A repo to understand Q Learning and Deep Q learning
Custom implementation of Q learning and Deep Q learning.
Reinforcement Learning Explained here: @ipaar3/saturnmind-94586f0d0158"">https://medium.com/@ipaar3/saturnmind-94586f0d0158
Run grid_environment.py to run just the Qlearning.
The experimental setup is simple, it’s a grid with 8x8 nodes and some blocks.
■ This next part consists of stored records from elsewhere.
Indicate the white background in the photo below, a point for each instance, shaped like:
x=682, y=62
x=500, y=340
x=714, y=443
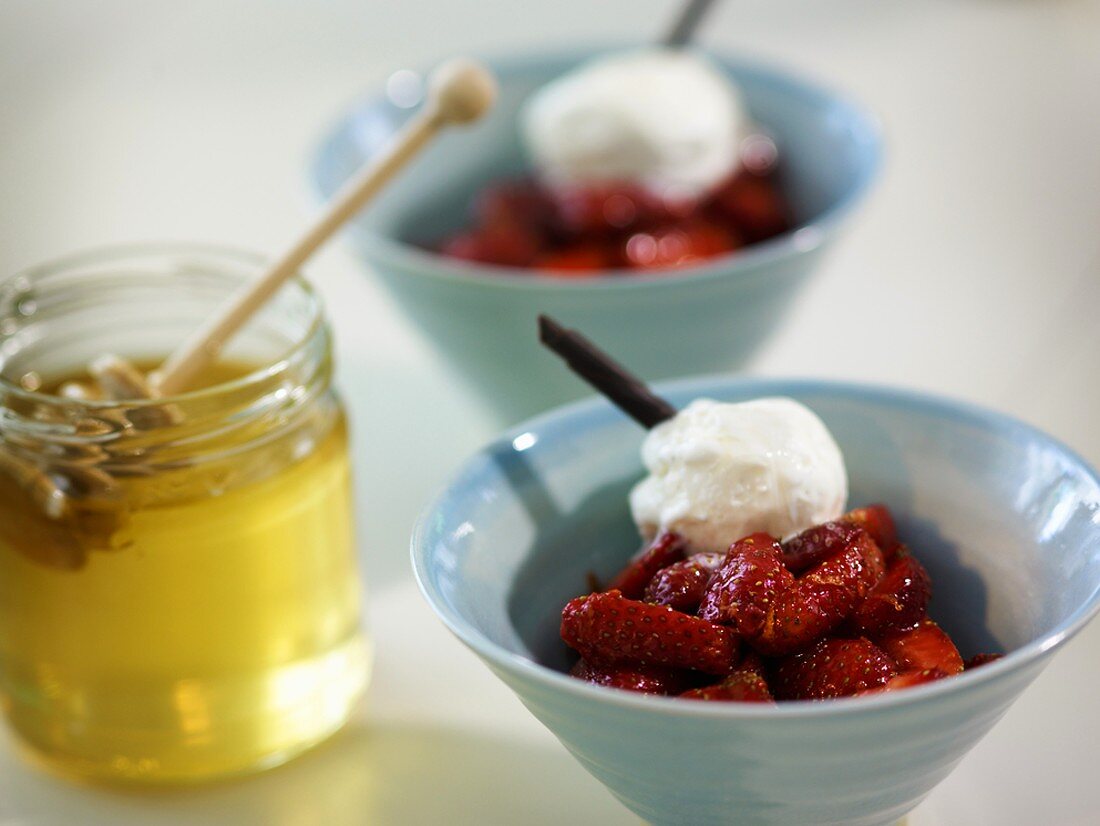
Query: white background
x=974, y=271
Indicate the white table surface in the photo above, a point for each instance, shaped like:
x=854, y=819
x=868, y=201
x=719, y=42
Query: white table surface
x=974, y=271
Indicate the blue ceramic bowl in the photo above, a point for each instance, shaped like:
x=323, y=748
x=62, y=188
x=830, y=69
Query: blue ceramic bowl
x=704, y=318
x=1005, y=519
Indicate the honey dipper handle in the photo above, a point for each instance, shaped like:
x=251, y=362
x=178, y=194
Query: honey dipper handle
x=459, y=91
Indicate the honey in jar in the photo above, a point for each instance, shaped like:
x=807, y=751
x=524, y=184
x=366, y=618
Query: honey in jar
x=178, y=588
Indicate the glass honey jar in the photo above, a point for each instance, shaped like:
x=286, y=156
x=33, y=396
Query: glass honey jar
x=179, y=596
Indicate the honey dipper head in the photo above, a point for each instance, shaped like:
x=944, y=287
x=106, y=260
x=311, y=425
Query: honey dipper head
x=462, y=90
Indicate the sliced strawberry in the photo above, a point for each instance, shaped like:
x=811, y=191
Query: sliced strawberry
x=661, y=552
x=743, y=590
x=898, y=601
x=597, y=210
x=878, y=521
x=908, y=680
x=680, y=244
x=979, y=660
x=576, y=261
x=773, y=612
x=520, y=201
x=817, y=543
x=681, y=585
x=924, y=646
x=755, y=205
x=833, y=668
x=642, y=679
x=821, y=599
x=741, y=686
x=608, y=629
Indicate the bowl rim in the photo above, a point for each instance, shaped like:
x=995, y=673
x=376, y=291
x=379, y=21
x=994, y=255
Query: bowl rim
x=384, y=251
x=594, y=409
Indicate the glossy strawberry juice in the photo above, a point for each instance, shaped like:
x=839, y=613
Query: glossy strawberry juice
x=193, y=609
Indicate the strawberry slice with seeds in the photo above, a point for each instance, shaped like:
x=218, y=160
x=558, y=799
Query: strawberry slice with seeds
x=608, y=629
x=924, y=646
x=908, y=680
x=878, y=521
x=833, y=668
x=682, y=584
x=979, y=660
x=821, y=598
x=746, y=584
x=663, y=551
x=773, y=612
x=741, y=686
x=641, y=679
x=817, y=543
x=898, y=601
The aim is to navigate to the diagonally opposite side of the grid with minimal number of steps.
python grid_environment.py --train True
Convergence is observed after 4000 - 5000 episodes
See this to know how to save and retrieve the model.
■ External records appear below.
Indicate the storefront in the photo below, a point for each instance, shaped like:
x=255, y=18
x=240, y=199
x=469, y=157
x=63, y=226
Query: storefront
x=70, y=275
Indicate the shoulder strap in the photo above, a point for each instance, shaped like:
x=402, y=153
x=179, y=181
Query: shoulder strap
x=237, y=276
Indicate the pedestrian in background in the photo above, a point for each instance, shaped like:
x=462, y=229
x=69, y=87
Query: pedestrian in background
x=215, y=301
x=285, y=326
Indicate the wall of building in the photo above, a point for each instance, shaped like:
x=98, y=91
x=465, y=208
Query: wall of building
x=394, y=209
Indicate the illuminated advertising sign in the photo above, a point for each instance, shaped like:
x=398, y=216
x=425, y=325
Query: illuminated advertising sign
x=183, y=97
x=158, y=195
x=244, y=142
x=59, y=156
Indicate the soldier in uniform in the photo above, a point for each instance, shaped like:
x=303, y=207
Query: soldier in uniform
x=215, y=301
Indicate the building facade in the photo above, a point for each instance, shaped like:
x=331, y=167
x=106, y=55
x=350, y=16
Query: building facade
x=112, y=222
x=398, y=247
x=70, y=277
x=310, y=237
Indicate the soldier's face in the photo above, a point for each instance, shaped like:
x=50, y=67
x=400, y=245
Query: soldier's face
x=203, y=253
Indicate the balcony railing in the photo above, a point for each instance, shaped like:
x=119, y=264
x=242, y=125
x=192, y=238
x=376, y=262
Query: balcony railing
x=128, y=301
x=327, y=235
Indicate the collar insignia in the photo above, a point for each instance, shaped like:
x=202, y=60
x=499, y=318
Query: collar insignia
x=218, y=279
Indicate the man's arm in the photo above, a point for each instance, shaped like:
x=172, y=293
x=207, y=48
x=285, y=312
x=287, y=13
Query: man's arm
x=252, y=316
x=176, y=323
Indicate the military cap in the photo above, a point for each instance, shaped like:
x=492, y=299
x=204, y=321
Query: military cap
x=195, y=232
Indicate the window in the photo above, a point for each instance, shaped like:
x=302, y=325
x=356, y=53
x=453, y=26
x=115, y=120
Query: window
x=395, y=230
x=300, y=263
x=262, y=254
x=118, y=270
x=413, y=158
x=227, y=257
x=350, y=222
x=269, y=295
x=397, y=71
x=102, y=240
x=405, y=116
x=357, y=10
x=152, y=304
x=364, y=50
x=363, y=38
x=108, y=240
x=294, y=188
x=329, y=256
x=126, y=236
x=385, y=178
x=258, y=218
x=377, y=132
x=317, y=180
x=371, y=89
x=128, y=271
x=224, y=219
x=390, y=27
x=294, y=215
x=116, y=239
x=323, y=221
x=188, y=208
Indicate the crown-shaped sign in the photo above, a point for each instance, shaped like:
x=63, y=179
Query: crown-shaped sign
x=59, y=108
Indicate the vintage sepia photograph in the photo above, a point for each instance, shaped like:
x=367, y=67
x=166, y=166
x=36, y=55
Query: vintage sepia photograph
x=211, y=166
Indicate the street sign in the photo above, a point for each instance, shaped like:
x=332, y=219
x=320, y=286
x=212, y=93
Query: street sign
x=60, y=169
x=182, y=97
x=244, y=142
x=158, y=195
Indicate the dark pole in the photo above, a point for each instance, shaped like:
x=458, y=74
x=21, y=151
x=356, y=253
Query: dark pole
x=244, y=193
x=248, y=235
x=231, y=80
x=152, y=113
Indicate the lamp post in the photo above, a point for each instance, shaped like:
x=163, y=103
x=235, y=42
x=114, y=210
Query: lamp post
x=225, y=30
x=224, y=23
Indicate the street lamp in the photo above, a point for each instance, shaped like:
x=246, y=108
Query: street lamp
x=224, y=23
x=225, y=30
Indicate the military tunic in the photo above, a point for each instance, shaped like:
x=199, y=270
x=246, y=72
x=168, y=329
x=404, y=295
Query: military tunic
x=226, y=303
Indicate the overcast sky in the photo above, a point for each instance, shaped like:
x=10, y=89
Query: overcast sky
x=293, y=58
After the model is trained for 5000 episodes, we can just quit the environment and the model is saved automatically.
python grid_environment.py
For each prediction, we’ll get q values for the 4 actions.
cost = predicted q values - actual q values.
but the actual values here depends on the bellman's equation.
actual qvalue= reward + discount_factor * max qvalue
max qvalue is from the previous state taken to go to the next state.
now optimize the cost using Adam Optimizer.
Step 1 : Define your environment and set your actions, goal.
E.g.
Environment : Super Mario.(The Best game ever!)
Actions : move forward, jump, duck, long jump etc.
Goal : Retrieving the princess.
Note: enemy tortoises and triangle shaped things are removed from the scenerio for simplicity.
Step 2 : Initialize Q table wth states and actions. Network Parameters:
Q table AKA Quality table represents the quality of move that is being made on that state.
Higher Magnitude -> Higher Quality Move in a state.
States- Current state or Position in the environment.
E.g. Current location of Mario in the frame.
Action- List freedom of movements in the environment that is defined.
Like this one :
State | Forward | Jump | Duck | Ljump |
---|---|---|---|---|
Frame 0 | 0.0 | 0.0 | 0.0 | 0.0 |
Frame 1 | 0.0 | 0.0 | 0.0 | 0.0 |
Frame 2 | 0.0 | 0.0 | 0.0 | 0.0 |
Now our job is to train and adapt the above Q table by interacting with the environment in following steps
Step 3 : Let the hero explore environment.
Our hero can take a random move if Q table's Move is zero or equally distributed.
Else hero has to choose the move with highest reward for the present state.
For a given State:
if Jump > Forward:
Mario chooses to Jump.
else:
Mario chooses Forward.
Step 4 : Update the Q table.
Now Rewards for each move towards the goal is calculated and updated in Q table.
It is specific to that State and Move at that instant.
Q table( State , move) = Q table( State , move) + learning_Rate *[Q table(current(S,M) - previous(S,M))]
learning_rate= 0.1 # one step at a time.
S - State , M - Move.
An updated Q table after some movements:
State | Forward | Jump | Duck | Ljump |
---|---|---|---|---|
Frame 0 | 0.4 | 0.0 | 0.2 | 0.9 |
Frame 1 | 0.6 | 0.3 | 0.0 | 0.5 |
Frame 2 | 0.9 | 0.7 | 0.0 | 0.0 |
Step 5 : Handling Fail conditions.
If our hero fails to reach the goal, Update Q table with a negative reward.
Negative rewarding a Move at that State reduces the selection of that movement in future.
Step 6 : Reaching the goal.
The above process is continued till our hero reaches the goal.
Once the Goal is reached, Our program completed a generation.
Step 7 : Passing Knowledge to Generations.
Once a generation is complete, game is started again.
But the same Q table is kept, inorder to have knowledge of the previous generations.
The Steps 3 - 6 is repeated again and again till Saturation or till enough experience in large cases.
Finally, we got our updated Q table with enough knowledge of the environment.
This Q table can be used to successfuly complete Super Mario with much ease.
Nostalgia, huh?